In four years of owning Barefoot Gal, we’ve had a leaky propane tank three times. The first time, we assumed it was a bad fitting on the tank. The second time was when we came back to the boat after Irma and turned the propane back on. Okay, understandable after a Category 4 hurricane. And the third time, just recently. THAT caused us to look at what was happening a little more closely.
Each time, the leak was between the tank and the solenoid, but at a different place each time. Our propane locker is vented directly overboard, and we started turning off the tank each time, so it wasn’t a huge safety risk. Dave had been able to use soapy water, find the leak, take everything apart each time and re-connect the regulator and gauge and stop the leak, but the bottom line was that it shouldn’t leak.
Here’s a picture of the old regulator and gauge assembly we had:
The gauge and regulator extended nearly eight inches off the tank. While the regulator isn’t actually heavy, this assembly does make for a long lever arm with the weight of the regulator at the end. As the boat moves under sail or in waves, the assembly would bounce and eventually one of the joints would open up just a bit.
We needed a way to stop that.
There’s no good way to secure that “arm” in the propane locker. Our previous boat had sort of a ledge that the far end of the regulator rested on, and the locker was much smaller and fit the propane tank much more tightly, so it couldn’t move as much.
Here, after looking at different possible solutions, we opted for a new, bulkhead-mounted regulator with a gauge right on it. Now, a hose comes off the tank and all that heavy stuff is right on the back wall of the locker.The tank gauge is a little harder to see there, but I’ll take that over having a leak.
As boat projects go, this one was pretty simple, taking about two hours, part of which included having to empty the locker on the other side of the mounting location. The biggest chunk of time was actually figuring out exactly where in the propane locker to put it.
Be sure to use sealant on the mounting bolts — while any leaking propane should flow to the bottom of the locker and out the vent, in bouncy conditions it can “splash” around and you don’t want any going into a locker without the “low point-directly overboard ventilation” required for propane.
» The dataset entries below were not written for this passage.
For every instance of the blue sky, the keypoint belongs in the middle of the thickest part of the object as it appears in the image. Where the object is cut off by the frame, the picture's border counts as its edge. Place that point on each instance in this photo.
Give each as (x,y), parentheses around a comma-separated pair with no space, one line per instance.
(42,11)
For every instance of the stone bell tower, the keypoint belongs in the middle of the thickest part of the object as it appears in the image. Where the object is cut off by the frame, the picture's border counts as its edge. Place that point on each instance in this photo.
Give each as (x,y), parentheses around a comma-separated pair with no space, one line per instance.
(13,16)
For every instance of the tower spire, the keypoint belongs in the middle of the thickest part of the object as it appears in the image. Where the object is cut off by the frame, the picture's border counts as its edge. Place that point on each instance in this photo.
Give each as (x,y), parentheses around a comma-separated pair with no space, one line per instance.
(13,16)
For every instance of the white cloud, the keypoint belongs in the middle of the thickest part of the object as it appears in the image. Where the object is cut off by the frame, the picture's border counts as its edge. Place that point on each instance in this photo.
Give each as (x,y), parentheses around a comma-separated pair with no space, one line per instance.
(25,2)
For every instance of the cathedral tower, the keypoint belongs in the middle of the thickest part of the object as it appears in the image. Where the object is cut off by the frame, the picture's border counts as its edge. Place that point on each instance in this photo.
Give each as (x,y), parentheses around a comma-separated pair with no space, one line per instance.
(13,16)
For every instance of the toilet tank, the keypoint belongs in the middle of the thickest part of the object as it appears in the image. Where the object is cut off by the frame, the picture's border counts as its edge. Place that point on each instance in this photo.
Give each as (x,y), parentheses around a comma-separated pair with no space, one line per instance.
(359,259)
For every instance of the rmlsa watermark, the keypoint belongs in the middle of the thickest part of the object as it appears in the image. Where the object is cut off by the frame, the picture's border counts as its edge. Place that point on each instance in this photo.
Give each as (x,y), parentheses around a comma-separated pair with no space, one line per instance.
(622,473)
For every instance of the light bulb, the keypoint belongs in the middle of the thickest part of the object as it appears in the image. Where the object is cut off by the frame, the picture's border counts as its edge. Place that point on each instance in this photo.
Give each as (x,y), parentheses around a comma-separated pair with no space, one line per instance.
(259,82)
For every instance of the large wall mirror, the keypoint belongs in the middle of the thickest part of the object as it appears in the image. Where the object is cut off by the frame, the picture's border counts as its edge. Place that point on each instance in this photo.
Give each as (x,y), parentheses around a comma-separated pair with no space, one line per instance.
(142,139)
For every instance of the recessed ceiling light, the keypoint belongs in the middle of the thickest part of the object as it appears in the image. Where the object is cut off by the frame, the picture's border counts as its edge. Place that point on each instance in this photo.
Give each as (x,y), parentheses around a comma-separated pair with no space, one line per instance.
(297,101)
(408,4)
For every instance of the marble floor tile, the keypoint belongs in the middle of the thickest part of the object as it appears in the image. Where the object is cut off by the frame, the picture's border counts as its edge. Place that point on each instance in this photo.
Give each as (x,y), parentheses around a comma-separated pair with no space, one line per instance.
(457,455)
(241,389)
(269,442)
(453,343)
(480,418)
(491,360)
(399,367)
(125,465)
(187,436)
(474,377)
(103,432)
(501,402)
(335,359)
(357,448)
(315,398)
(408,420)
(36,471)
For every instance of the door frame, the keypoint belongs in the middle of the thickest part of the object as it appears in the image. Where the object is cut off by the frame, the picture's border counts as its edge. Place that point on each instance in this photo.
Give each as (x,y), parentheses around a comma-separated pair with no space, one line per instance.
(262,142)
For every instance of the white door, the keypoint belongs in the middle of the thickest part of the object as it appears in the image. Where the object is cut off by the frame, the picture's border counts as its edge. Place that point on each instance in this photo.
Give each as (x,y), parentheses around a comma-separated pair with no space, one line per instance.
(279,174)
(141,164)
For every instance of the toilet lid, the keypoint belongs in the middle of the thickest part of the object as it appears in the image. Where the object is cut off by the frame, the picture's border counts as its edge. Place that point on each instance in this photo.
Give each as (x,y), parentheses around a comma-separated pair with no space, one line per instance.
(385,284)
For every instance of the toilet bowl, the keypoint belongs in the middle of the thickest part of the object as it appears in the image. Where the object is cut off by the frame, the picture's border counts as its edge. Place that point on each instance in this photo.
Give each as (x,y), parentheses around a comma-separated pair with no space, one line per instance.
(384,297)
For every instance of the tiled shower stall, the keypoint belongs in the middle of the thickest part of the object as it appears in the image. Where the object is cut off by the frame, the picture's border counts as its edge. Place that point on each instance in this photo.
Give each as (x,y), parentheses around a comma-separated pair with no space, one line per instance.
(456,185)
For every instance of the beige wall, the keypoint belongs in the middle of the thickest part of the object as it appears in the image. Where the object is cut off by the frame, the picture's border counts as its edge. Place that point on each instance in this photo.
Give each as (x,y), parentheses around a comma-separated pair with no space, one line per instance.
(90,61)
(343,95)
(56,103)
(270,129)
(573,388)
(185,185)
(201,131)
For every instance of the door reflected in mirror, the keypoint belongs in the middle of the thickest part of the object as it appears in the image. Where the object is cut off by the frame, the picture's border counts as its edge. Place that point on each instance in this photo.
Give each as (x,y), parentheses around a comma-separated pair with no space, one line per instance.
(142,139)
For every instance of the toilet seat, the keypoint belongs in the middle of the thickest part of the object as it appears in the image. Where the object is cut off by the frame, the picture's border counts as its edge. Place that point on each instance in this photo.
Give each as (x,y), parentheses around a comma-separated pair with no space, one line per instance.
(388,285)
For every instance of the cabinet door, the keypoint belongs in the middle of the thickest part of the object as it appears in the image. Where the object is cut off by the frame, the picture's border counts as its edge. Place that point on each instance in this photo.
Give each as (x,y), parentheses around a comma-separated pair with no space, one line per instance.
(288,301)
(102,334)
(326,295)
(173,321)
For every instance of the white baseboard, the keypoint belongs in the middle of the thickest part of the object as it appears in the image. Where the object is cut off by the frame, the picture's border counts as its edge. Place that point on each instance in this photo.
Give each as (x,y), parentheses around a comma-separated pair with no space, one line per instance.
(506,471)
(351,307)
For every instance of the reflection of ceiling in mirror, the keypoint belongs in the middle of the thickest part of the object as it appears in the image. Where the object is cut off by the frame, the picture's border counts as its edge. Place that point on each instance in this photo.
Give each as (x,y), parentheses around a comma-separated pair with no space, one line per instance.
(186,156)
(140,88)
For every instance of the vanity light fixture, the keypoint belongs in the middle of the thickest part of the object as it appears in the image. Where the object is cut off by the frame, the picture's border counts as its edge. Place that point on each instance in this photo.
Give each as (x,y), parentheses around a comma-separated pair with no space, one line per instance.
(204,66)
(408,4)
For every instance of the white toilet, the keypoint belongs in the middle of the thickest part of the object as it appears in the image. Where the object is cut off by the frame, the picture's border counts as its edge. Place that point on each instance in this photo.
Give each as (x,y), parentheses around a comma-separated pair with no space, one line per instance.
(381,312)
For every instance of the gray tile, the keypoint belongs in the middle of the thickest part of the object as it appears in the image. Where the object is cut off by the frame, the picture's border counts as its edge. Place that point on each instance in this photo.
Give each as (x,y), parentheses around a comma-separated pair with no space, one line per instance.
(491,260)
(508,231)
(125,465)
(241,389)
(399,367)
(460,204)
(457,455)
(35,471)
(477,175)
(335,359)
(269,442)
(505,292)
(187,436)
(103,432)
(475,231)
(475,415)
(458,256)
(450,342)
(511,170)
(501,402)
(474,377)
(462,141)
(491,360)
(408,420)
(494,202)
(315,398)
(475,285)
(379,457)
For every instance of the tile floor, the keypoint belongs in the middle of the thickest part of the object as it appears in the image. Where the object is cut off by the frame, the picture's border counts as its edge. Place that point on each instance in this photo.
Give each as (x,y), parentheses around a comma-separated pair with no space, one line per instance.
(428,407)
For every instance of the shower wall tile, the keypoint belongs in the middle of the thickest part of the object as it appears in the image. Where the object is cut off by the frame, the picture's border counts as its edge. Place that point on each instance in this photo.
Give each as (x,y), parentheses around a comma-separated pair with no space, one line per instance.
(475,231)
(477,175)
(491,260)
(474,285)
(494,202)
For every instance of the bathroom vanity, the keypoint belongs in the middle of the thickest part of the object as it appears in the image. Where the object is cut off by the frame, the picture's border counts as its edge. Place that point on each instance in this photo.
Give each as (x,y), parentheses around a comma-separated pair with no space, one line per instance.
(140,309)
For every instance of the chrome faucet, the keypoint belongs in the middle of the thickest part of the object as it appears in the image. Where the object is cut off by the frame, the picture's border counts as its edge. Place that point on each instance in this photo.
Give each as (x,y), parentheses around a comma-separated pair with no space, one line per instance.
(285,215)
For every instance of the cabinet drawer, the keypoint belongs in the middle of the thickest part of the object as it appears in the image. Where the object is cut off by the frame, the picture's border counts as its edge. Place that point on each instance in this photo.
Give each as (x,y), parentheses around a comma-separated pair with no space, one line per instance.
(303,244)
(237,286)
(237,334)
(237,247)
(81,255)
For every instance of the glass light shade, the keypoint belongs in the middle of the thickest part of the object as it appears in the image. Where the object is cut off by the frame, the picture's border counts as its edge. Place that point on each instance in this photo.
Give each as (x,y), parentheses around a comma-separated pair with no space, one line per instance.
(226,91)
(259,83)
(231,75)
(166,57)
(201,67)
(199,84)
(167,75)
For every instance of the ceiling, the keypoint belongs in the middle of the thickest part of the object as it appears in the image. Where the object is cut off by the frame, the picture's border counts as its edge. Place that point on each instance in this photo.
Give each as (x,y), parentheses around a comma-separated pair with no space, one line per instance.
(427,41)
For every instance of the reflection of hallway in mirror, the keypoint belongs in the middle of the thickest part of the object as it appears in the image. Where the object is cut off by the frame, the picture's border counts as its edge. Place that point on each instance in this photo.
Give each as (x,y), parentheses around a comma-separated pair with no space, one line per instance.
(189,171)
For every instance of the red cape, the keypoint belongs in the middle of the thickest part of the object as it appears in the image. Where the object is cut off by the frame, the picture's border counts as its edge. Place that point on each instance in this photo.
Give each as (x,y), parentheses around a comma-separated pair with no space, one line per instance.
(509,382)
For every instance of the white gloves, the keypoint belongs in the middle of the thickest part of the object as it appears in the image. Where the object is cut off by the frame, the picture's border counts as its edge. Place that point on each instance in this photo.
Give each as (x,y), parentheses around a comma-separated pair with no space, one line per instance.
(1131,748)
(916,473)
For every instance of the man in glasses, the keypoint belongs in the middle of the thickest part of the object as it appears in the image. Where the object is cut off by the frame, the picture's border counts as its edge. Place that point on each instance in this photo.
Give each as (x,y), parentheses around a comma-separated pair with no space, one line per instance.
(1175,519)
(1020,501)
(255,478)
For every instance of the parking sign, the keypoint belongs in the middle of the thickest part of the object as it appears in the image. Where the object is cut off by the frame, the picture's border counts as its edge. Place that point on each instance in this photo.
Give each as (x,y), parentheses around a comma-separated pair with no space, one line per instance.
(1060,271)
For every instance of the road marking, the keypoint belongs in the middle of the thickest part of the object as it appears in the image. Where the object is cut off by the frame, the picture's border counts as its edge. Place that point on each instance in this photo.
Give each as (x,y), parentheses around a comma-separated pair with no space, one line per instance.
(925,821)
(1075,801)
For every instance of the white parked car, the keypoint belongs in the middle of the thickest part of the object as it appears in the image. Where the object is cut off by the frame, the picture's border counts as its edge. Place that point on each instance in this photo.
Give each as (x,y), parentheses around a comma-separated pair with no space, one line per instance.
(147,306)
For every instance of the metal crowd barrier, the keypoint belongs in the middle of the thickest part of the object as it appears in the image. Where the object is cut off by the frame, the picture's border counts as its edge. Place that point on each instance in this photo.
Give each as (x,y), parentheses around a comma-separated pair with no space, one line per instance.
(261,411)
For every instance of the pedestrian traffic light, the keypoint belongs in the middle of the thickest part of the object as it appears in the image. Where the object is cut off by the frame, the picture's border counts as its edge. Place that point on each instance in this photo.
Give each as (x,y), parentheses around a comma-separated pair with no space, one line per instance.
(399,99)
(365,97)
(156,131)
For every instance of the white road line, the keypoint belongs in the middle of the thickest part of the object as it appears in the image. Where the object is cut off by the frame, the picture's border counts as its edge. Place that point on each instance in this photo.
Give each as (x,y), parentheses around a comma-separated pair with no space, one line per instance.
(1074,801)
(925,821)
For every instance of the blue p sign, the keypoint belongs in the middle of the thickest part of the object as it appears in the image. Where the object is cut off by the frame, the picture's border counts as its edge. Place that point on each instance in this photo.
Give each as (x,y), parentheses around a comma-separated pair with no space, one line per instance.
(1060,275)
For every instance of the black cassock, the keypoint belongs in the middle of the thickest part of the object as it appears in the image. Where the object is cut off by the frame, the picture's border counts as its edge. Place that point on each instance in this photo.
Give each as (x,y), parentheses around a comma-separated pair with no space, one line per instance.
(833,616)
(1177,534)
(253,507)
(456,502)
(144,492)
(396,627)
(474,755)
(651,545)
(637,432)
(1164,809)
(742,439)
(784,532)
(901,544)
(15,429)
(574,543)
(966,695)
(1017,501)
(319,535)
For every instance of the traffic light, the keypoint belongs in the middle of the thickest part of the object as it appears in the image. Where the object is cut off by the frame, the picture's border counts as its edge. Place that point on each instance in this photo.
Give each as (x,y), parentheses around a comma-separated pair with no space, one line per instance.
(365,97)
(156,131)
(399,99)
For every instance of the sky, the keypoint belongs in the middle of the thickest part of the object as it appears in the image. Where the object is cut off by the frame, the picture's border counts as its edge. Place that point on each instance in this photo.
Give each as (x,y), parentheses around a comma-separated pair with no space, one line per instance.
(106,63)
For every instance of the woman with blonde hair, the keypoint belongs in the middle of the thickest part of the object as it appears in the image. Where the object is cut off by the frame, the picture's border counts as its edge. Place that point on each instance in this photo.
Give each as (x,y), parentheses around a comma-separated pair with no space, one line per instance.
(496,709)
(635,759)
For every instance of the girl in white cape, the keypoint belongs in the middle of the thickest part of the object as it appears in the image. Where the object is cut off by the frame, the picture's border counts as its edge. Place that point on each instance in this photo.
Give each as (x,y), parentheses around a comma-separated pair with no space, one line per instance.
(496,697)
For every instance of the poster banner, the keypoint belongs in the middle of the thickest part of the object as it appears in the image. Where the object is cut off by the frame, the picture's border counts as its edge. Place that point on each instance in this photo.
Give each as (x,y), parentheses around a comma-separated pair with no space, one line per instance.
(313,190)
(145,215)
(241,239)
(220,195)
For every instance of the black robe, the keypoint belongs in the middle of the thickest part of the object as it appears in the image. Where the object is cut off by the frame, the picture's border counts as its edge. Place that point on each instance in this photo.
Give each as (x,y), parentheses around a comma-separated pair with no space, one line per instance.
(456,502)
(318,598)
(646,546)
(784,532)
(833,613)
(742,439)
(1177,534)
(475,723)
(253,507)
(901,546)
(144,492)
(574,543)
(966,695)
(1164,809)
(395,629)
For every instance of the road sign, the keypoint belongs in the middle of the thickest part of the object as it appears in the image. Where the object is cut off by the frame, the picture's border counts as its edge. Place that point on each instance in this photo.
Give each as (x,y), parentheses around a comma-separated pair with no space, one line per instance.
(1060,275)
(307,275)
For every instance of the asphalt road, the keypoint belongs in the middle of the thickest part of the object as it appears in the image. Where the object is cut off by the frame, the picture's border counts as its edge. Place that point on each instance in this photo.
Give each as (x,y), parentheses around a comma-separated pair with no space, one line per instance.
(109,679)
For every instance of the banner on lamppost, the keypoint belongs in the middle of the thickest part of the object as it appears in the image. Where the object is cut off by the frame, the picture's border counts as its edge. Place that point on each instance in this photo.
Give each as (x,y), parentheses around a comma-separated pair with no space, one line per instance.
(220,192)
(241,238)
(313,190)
The bulkhead mount propane regulator is made by Trident Marine and comes in two models. The only difference is how the hose connects to the propane tank (male or female; most tanks can use either style, having threads on both the inside and outside of the connection point) . Both are available on Amazon as well as from other marine chandleries.
- Trident Marine Bulkhead Mount Propane Regulator 1211-1401 (on Amazon)
- Trident Marine Bulkhead Mount Propane Regulator 1211-1402 (on Amazon)
The unexpected bonus? I never thought there was a problem with the old regulator, but my stove burners all burn hotter and more evenly since we changed!